Tam tersi görüşleri ortaya atanlar da, üstelik daha da fazla sayıda olarak, söz konusu. Böyleleri, artık Abdullah Gül’den “geçtiği”ni öne sürüyorlar ve özellikle son yarım yıl içinde Türkiye’de olan-bitenler karşısında “açık tavır almayarak”, kendisi için bir daha geri dönmeyecek olan tarihi fırsatı “kaçırmış” olduğu görüşünü dillendiriyorlar.

“Dışarıda” ise, tıpkı Türkiye’de olduğu gibi, Abdullah Gül’ün ismi çevresinde, “merak” ve “beklenti” karışımı bir duygu söz konusu. “Ne yapacak?” sorusu ile sık sık karşılaşmak mümkün.

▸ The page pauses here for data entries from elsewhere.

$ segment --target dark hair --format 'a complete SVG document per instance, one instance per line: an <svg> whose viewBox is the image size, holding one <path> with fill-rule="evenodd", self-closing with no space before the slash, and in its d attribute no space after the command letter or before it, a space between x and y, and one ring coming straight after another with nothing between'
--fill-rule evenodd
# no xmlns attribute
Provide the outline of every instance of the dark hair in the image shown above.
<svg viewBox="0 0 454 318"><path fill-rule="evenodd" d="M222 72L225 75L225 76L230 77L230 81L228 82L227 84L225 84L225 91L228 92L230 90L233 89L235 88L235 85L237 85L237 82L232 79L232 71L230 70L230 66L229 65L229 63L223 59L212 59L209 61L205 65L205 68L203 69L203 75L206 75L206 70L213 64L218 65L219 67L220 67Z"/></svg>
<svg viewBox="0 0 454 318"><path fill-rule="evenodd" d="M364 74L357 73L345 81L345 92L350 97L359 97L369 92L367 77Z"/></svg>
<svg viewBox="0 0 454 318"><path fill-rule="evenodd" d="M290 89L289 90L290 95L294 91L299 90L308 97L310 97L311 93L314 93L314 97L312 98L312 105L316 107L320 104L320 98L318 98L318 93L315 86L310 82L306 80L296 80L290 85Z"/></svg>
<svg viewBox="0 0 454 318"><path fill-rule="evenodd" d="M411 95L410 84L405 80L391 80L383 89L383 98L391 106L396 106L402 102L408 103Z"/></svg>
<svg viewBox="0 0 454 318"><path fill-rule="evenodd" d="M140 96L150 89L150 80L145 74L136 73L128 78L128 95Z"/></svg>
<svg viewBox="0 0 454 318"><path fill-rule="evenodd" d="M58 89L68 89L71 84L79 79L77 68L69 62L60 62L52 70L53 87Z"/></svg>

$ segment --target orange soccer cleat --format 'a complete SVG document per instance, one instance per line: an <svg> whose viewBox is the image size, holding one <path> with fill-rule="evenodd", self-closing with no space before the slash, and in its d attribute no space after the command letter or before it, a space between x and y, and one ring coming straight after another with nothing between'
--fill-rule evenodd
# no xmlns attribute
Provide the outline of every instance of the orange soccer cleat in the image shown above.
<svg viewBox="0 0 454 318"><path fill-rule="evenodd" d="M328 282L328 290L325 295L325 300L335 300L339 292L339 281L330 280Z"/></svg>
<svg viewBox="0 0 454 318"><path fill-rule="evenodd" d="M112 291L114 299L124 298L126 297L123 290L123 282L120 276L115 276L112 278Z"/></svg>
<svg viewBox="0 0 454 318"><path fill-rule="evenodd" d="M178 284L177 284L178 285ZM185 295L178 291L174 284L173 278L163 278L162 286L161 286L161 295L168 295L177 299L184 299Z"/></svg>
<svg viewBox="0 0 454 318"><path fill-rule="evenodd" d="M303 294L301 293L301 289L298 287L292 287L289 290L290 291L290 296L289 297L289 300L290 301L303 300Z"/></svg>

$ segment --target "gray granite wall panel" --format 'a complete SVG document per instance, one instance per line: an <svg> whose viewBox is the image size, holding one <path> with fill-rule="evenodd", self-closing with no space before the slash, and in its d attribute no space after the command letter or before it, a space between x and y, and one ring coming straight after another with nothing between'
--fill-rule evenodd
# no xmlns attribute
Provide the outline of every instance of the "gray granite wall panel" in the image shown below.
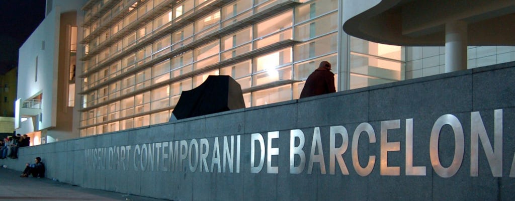
<svg viewBox="0 0 515 201"><path fill-rule="evenodd" d="M515 90L511 79L514 72L515 68L504 66L481 68L228 111L21 148L18 160L1 162L21 171L25 162L40 156L47 165L47 175L50 178L87 188L171 200L512 200L515 199L515 179L509 177L515 155ZM502 177L492 175L483 142L478 145L479 174L471 176L471 126L475 124L471 123L471 113L480 113L488 140L493 145L495 109L502 109L503 113ZM430 145L435 121L445 114L456 117L464 132L463 159L456 174L449 178L439 176L433 168L431 152L434 154L436 150ZM425 175L406 175L406 119L413 119L413 166L425 167ZM388 152L387 158L382 158L382 122L396 120L399 120L399 127L387 131L387 142L398 142L399 150ZM365 133L354 137L358 125L364 122L372 126L374 143L369 142ZM348 174L342 174L337 161L334 174L330 173L333 167L330 161L334 157L330 155L330 147L332 126L343 126L347 132L348 147L342 158ZM290 132L295 129L301 130L304 137L302 151L305 163L303 171L298 174L290 174L289 168ZM322 146L315 143L314 153L323 154L325 167L320 162L314 162L310 174L316 130L320 131ZM279 136L268 144L268 132L274 131L279 131ZM263 167L256 173L251 173L250 166L251 136L254 133L263 137L265 147ZM211 168L214 139L218 139L220 166L223 167L224 137L230 139L231 135L235 142L238 135L241 138L241 153L237 152L235 146L234 156L240 157L239 173L228 172L228 168L226 172L218 173L217 168ZM180 145L180 141L184 140L188 148L192 139L200 144L204 138L210 144L207 158L210 172L200 172L198 166L192 172L190 158L174 170L163 169L162 163L169 160L157 161L157 157L163 154L157 152L169 153L159 147L163 142L177 141ZM342 144L343 140L336 135L335 147ZM352 149L352 143L356 140L359 140L359 159L355 161L352 155L356 151ZM437 151L439 161L444 168L449 167L455 156L454 141L451 127L444 125L439 133ZM279 149L279 154L271 157L271 166L278 167L278 174L267 173L269 145ZM117 162L118 156L93 153L109 152L110 148L121 146L131 148L122 162ZM134 157L135 147L141 152L143 146L154 149L153 170L149 163L142 170L141 160L146 158L142 158L141 152ZM254 148L258 163L260 148L259 145ZM92 152L87 157L88 151ZM375 157L372 172L360 176L354 165L366 166L370 156ZM298 166L300 157L295 157L295 164ZM389 167L399 167L399 175L382 174L381 159L386 159ZM198 166L201 165L199 162Z"/></svg>
<svg viewBox="0 0 515 201"><path fill-rule="evenodd" d="M484 71L472 76L474 110L515 105L515 68Z"/></svg>
<svg viewBox="0 0 515 201"><path fill-rule="evenodd" d="M368 120L368 92L299 100L299 128L340 125ZM311 98L311 97L310 97Z"/></svg>

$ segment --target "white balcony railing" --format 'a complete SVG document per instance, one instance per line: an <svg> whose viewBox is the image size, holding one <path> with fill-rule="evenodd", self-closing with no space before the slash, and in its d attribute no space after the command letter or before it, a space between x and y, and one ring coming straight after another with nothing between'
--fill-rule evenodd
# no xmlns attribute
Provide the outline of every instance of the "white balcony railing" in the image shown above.
<svg viewBox="0 0 515 201"><path fill-rule="evenodd" d="M38 99L25 100L22 103L22 107L31 109L41 109L41 100Z"/></svg>

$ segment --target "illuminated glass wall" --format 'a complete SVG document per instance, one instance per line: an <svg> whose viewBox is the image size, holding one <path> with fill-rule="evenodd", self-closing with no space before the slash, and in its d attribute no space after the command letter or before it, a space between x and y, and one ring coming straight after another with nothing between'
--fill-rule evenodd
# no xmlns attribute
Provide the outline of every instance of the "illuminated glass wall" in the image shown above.
<svg viewBox="0 0 515 201"><path fill-rule="evenodd" d="M81 136L167 122L209 75L247 107L298 99L322 61L350 89L404 79L403 49L342 33L338 0L104 2L85 11Z"/></svg>

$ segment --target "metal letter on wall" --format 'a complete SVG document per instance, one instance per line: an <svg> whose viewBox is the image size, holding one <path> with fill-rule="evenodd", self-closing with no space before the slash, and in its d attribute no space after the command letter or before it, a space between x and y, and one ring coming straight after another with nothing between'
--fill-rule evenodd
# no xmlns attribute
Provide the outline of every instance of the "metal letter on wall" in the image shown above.
<svg viewBox="0 0 515 201"><path fill-rule="evenodd" d="M258 173L263 169L263 164L265 163L265 139L263 136L259 133L254 133L250 136L250 173ZM254 157L255 157L255 146L254 142L258 141L261 148L261 154L260 156L260 162L258 166L254 166Z"/></svg>
<svg viewBox="0 0 515 201"><path fill-rule="evenodd" d="M334 174L335 172L335 158L338 161L338 165L339 165L340 170L341 174L344 175L349 175L349 170L347 170L347 166L345 165L345 161L342 155L345 153L347 148L349 147L349 134L347 133L347 130L345 127L341 125L331 126L329 140L329 174ZM341 145L339 148L336 147L336 134L340 134L341 136Z"/></svg>
<svg viewBox="0 0 515 201"><path fill-rule="evenodd" d="M272 166L272 156L279 155L279 148L272 148L272 139L279 138L279 132L268 132L266 144L266 173L277 174L279 172L279 167Z"/></svg>
<svg viewBox="0 0 515 201"><path fill-rule="evenodd" d="M470 176L477 176L479 140L486 154L488 164L495 177L503 176L503 110L494 111L494 148L488 139L485 124L479 112L470 113ZM479 139L478 139L479 138Z"/></svg>
<svg viewBox="0 0 515 201"><path fill-rule="evenodd" d="M438 156L438 138L440 137L440 131L442 127L445 124L452 127L454 133L454 158L449 168L444 168L442 166L440 163L440 157ZM458 172L463 161L465 144L463 128L461 123L456 116L451 114L443 115L436 120L431 131L429 154L431 158L431 165L438 175L444 178L450 177Z"/></svg>
<svg viewBox="0 0 515 201"><path fill-rule="evenodd" d="M195 150L195 154L193 153L193 150ZM197 166L198 165L198 143L197 142L197 139L193 139L190 142L190 148L188 149L188 153L189 154L190 158L188 160L188 163L190 166L190 171L192 172L195 172L197 171ZM195 159L194 161L192 161L192 159Z"/></svg>
<svg viewBox="0 0 515 201"><path fill-rule="evenodd" d="M299 145L295 147L295 138L299 139ZM306 154L302 150L305 139L304 133L300 129L290 131L290 174L300 174L306 165ZM295 155L300 157L299 166L295 166Z"/></svg>
<svg viewBox="0 0 515 201"><path fill-rule="evenodd" d="M401 120L381 121L381 175L399 176L400 175L401 168L388 166L388 153L401 151L400 142L388 141L388 130L401 127Z"/></svg>
<svg viewBox="0 0 515 201"><path fill-rule="evenodd" d="M413 119L406 120L406 175L425 176L425 167L413 167Z"/></svg>
<svg viewBox="0 0 515 201"><path fill-rule="evenodd" d="M352 136L352 165L356 170L357 174L361 176L366 176L372 172L375 163L375 156L370 156L368 158L368 163L367 167L363 168L359 164L359 159L357 155L357 145L359 140L359 136L363 132L368 134L369 142L375 143L375 133L372 125L367 122L363 122L357 126Z"/></svg>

Yine, tıpkı Türkiye’de olduğu gibi, dışarıda da, artık ondan Türkiye’nin geleceğinde ve uluslararası politikada bir şey beklemenin yersiz olduğunu düşünenler mevcut.

Böylelerinden biri, birkaç önce, bana Washington’da, “Abdullah Gül’ün siyasette etkili bir aktör olarak dönüşünün imkânsız olduğu”na dair kanaatini açıkladı.

Ona, “Acele etmeyin. Çok emin olmayın. Ne de olsa, fizikteki enerjinin sakımı kanunu, Türkiye’de siyasette de geçerli” dedim; “yani; hiçbir şey yoktan var olmaz; var olan hiçbir şey yok olmaz.”
Yani, Halifax’ta dünyanın 60 ülkesinden gelen 300 uluslararası şahsiyetin arasında “Onur Konuğu” konumunda yer alarak “sahne alması”, öncelikle Türkiye açısından “aktif siyasete dönüşü”nün “sinyali” olabilir mi?